`contamination' means `polluted' or `poisoned'

From: Damien Broderick (d.broderick@english.unimelb.edu.au)
Date: Mon Jul 31 2000 - 06:41:48 MDT


At 12:16 PM 31/07/00 +0100, "Steve" <steve@multisell.com> wrote of my
sarcastic remark:

>>any GM-crop `contamination'.
>>I wonder why we don't hear more about added `vitamin contamination', `folic
>>acid contamination', `iodine contamination' (of table salt)... The memetic
>>war is being won by default.

>Or contaminated by phosphates, insecticides and weedkillers indeed.

Well, that entirely reverses the point I was making, but hey.
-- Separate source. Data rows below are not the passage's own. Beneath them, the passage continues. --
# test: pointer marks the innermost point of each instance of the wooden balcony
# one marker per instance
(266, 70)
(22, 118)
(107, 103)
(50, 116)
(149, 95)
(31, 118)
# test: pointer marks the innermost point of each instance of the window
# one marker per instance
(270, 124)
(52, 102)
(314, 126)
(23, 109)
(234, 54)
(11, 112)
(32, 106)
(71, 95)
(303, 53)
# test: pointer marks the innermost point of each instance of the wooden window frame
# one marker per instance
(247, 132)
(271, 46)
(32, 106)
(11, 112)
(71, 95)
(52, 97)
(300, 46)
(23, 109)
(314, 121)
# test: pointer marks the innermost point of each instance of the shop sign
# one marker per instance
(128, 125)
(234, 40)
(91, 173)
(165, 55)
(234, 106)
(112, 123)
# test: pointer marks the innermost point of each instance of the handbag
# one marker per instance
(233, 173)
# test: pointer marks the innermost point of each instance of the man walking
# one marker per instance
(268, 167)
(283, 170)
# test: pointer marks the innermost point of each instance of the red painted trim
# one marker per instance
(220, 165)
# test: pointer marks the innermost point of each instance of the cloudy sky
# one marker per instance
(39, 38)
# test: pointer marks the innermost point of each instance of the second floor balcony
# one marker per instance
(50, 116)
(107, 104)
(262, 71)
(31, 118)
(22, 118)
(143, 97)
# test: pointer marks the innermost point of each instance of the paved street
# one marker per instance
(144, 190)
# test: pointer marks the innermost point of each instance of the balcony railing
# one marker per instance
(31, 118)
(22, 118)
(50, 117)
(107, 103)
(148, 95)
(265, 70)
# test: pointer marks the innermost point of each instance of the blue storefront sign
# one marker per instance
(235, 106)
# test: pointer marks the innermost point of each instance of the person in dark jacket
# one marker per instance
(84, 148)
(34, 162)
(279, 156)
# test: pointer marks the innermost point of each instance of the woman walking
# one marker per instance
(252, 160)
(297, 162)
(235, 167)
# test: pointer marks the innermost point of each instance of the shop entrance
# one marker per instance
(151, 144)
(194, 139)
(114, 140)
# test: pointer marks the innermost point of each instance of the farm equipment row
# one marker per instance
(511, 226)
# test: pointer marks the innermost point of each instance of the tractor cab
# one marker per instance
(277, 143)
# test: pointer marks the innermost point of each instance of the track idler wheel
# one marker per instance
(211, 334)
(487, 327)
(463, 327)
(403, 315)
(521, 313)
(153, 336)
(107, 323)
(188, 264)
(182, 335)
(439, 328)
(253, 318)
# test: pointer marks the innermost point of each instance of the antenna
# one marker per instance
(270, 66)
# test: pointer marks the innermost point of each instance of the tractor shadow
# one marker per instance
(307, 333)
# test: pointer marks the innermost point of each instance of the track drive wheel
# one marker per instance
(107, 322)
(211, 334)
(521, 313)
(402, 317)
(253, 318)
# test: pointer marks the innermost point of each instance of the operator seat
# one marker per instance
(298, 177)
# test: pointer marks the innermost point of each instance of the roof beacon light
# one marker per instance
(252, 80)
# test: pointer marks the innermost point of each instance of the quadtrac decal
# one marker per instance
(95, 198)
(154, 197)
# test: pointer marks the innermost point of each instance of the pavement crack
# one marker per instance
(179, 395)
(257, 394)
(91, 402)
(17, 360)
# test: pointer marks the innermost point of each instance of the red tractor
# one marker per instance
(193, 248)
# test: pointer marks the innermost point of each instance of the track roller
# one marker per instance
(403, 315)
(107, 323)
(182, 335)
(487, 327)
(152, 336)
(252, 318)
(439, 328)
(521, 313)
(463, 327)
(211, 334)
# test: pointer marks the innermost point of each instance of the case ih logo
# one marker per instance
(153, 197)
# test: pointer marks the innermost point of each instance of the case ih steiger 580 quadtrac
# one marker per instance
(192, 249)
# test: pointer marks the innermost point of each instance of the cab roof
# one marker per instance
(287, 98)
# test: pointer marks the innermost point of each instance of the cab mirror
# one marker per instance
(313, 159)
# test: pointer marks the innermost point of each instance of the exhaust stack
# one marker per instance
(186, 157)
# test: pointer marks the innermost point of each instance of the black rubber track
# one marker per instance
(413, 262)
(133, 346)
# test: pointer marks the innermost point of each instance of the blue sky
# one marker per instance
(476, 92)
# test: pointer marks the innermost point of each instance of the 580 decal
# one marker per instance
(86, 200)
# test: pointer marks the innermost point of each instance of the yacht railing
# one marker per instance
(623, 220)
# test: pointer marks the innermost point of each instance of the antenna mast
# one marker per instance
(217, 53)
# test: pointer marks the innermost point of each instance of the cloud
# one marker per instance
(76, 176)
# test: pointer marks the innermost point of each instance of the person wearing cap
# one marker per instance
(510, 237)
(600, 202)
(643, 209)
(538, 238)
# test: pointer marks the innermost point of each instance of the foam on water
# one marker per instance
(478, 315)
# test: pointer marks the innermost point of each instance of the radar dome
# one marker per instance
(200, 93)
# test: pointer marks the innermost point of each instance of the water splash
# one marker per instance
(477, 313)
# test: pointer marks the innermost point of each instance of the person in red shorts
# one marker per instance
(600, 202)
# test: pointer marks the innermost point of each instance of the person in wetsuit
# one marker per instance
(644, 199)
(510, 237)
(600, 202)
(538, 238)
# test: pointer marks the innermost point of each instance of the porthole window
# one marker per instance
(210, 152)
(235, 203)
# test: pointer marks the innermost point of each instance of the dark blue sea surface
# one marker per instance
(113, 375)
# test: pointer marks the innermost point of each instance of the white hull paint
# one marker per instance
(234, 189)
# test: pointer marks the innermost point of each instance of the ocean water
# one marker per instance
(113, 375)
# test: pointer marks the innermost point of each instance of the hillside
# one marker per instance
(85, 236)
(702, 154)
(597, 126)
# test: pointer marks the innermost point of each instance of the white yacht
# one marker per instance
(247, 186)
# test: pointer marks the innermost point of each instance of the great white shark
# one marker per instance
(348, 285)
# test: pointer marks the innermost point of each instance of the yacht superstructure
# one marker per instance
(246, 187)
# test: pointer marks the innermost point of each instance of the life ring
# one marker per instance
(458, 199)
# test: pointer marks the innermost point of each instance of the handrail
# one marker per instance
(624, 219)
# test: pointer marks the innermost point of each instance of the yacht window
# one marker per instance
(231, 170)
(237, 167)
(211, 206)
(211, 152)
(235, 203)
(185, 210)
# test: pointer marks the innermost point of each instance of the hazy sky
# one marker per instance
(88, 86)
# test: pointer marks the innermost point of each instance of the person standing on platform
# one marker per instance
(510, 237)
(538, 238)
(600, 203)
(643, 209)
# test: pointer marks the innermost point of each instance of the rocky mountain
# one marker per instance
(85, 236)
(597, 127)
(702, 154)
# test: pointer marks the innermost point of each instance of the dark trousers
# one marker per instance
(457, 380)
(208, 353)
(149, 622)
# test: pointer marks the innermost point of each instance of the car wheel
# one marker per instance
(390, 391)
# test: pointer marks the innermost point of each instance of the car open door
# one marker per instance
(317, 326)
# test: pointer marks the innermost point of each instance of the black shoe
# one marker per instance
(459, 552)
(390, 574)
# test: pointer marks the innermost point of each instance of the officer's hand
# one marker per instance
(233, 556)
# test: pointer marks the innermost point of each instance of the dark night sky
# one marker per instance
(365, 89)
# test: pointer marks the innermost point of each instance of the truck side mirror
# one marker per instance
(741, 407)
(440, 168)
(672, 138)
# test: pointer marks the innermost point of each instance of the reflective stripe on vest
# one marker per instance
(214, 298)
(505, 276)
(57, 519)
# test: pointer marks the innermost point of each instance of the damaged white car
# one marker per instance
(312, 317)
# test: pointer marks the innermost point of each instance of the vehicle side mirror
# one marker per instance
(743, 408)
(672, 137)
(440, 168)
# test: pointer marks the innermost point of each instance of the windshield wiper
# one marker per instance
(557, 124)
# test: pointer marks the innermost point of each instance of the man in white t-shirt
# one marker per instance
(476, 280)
>The difference between GM and the others you mention is that GM spores are
>freed into the environment to affect other (non-GM crops) whether the
>farmers like it or not.

I agree that this is a, maybe the, risk. But using a madly loaded word like
`contamination' of foodstuffs on the store shelves is malignant and
analysis-blocking.

If some pressure group started running around shouting that `those evil
chemical vitamins' are contaminating us (and of course one hears comments
nearly as silly from people who don't seem to have the brains to realise
that all vitamins are chemicals, just as all everything is chemicals), the
store owners would start snatching the dangerous things off the shelves in
a second, or insisting that all those dangerous vitamin chemicals be purged
from vegetables before they're put on sale.